The canvases in Osmosis seem to recreate microscopic universes whose watery nature emphasizes the notion of movement, giving the works the character of optical illusions. It is as if we were witnessing the very origin of life, where microcellular organisms connect with each other in a capricious dance. At other points, the immersion is into our own inner cartography, revealing unfathomable realms. Abu Naba'a play with the reiteration of motifs appears as an essential element, the generator of tensions, the amplifier of a tempo that guides the viewer in her journey inside the painting.

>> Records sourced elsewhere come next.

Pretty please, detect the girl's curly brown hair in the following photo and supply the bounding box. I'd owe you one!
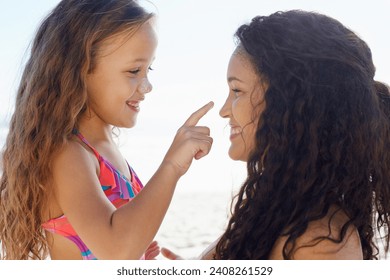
[0,0,153,259]
[215,10,390,259]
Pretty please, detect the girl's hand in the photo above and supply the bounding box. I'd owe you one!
[163,102,214,176]
[161,248,183,260]
[145,241,160,260]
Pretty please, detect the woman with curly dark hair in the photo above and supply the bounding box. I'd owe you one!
[163,10,390,259]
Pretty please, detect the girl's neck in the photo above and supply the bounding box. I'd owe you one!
[77,114,113,144]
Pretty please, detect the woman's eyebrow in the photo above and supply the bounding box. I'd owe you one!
[228,76,243,83]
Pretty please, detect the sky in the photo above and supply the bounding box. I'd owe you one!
[0,0,390,197]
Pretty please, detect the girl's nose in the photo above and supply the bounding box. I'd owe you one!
[138,78,153,94]
[219,97,230,118]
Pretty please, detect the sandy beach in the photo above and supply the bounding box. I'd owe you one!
[155,191,235,259]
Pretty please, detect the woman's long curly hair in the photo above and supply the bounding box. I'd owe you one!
[0,0,153,259]
[215,10,390,259]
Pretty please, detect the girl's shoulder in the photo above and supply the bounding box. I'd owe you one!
[270,207,363,260]
[52,138,99,180]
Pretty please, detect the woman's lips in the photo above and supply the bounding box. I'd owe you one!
[230,126,242,140]
[126,101,141,112]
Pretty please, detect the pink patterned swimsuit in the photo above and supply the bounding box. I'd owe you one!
[42,129,143,260]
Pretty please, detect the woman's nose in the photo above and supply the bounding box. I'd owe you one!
[138,78,153,94]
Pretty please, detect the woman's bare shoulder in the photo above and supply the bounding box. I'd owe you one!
[270,207,363,260]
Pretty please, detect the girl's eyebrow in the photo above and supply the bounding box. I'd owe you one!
[127,57,155,64]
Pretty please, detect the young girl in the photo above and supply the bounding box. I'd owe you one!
[162,11,390,259]
[0,0,212,259]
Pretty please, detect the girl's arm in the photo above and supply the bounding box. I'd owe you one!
[53,103,213,259]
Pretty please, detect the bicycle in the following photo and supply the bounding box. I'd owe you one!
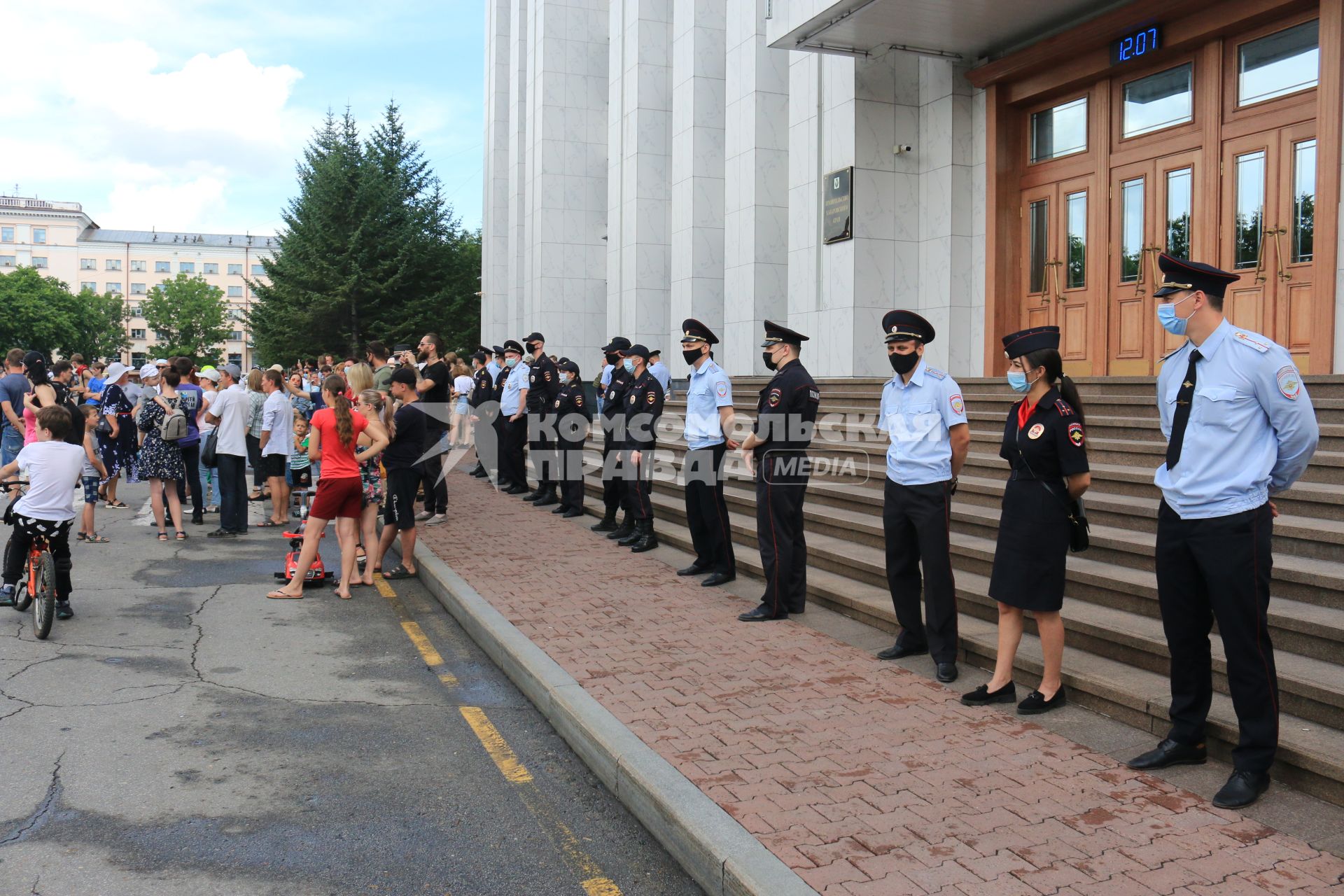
[0,482,57,640]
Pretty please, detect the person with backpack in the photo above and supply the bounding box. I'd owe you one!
[136,367,187,541]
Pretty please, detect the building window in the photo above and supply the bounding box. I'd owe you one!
[1031,97,1087,161]
[1236,22,1321,106]
[1124,62,1195,137]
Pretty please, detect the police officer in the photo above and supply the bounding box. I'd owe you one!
[878,310,970,682]
[523,333,561,506]
[617,344,663,554]
[592,336,634,531]
[498,339,528,494]
[1129,254,1320,808]
[682,317,738,589]
[551,358,593,519]
[738,321,821,622]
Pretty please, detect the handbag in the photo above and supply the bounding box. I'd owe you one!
[1017,447,1091,554]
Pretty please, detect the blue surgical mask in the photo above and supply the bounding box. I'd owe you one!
[1157,293,1195,336]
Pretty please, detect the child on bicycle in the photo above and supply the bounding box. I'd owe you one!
[0,405,85,620]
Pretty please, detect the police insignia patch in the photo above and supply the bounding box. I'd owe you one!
[1275,364,1302,402]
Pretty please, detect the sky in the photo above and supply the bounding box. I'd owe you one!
[0,0,485,234]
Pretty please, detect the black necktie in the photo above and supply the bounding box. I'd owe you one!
[1167,348,1201,470]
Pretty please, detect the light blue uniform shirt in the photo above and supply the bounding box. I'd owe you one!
[500,363,531,416]
[682,358,732,450]
[878,358,966,485]
[1153,320,1320,520]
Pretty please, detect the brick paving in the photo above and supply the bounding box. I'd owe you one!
[422,473,1344,896]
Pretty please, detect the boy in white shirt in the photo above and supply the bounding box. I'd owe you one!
[0,405,85,620]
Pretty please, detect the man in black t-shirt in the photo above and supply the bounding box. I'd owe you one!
[378,367,428,579]
[415,333,451,525]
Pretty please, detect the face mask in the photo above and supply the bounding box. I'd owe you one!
[1157,293,1195,336]
[887,352,919,374]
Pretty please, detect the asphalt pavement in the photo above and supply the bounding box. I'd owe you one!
[0,485,700,896]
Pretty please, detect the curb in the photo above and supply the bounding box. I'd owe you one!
[415,544,816,896]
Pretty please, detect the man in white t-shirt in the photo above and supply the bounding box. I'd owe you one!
[257,367,294,526]
[0,406,85,620]
[206,364,251,539]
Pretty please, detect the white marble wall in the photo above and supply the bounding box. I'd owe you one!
[715,0,790,373]
[669,0,727,360]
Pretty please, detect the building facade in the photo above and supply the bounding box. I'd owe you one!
[0,196,274,368]
[481,0,1344,376]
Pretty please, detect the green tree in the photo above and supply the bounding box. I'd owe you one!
[141,274,232,364]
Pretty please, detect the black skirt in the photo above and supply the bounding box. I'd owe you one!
[989,479,1068,612]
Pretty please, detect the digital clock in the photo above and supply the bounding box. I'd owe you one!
[1110,25,1163,66]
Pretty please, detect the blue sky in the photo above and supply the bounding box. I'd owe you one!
[0,0,485,234]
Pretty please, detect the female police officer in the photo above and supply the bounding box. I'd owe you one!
[961,326,1091,716]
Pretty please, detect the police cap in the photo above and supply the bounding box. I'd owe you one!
[1153,253,1240,298]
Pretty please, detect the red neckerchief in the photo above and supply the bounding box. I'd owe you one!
[1017,399,1036,430]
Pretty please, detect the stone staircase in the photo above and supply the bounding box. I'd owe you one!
[570,376,1344,804]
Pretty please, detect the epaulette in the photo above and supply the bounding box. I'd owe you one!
[1233,330,1268,355]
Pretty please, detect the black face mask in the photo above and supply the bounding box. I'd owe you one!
[887,352,919,374]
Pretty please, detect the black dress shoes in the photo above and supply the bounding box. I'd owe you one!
[878,640,929,659]
[1214,771,1268,808]
[738,603,789,622]
[1125,738,1208,771]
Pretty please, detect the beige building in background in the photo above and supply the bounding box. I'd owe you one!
[0,196,276,370]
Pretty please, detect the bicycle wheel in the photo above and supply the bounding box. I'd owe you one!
[32,551,57,640]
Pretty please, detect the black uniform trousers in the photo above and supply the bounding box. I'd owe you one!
[681,442,736,575]
[500,414,527,486]
[421,427,447,513]
[1157,501,1278,772]
[755,451,809,615]
[882,478,957,662]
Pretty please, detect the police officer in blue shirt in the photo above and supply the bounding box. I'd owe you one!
[1129,254,1320,808]
[878,310,970,681]
[677,317,738,589]
[498,339,529,494]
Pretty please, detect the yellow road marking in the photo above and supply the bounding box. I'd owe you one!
[461,706,532,785]
[402,620,444,666]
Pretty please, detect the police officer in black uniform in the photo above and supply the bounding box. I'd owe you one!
[617,344,664,554]
[592,336,634,531]
[738,321,821,622]
[551,358,593,519]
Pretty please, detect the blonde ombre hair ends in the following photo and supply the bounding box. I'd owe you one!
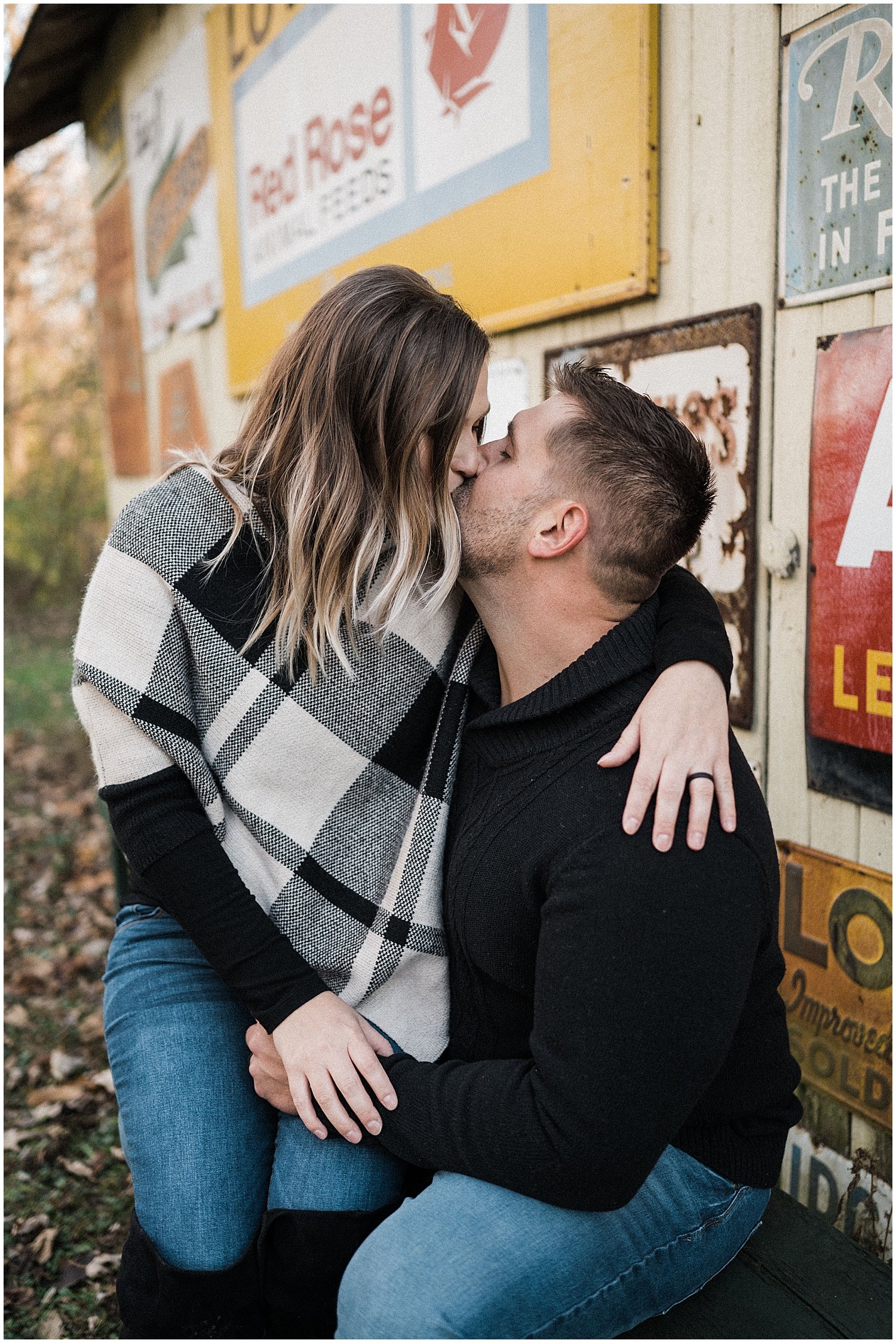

Abu Naba'a paintings are highly suggestive. Once in front of them, the viewer is submerged in a different dimension, one that facilitates an inner journey of self-recognition and self-conciliation. This sensation, inherent to the state of contemplation, is a privilege to which we rarely have access in the midst of our everyday whirlwind. At the other side of the painting, the playful sen-sation liberates us from the baggage of rationality and pushes us towards the search for hidden structures, suggested pathways, magnificent couplings.
The sensation of perpetual flux drives us thus to a new stage, moving from playful experience to a more spiritual level. The canvases now become in a kind of interior cosmogony that takes us by the hand to an exploration of our own spirituality, and soon we find ourselves interrogating the soul, seeking zones of sensibility where to perhaps identify memory, pain, significant remembrances, un-suspected oblivions. Such is the power of this inner cartography.
Abu Naba'a recourse to minimal and sufficient elements articulated through fields of form and color is the symbol of a happy co-habitation of creativity and technology, art and science: two universes interconnected in dialogic harmony in the work of Soraya Abu Naba'a.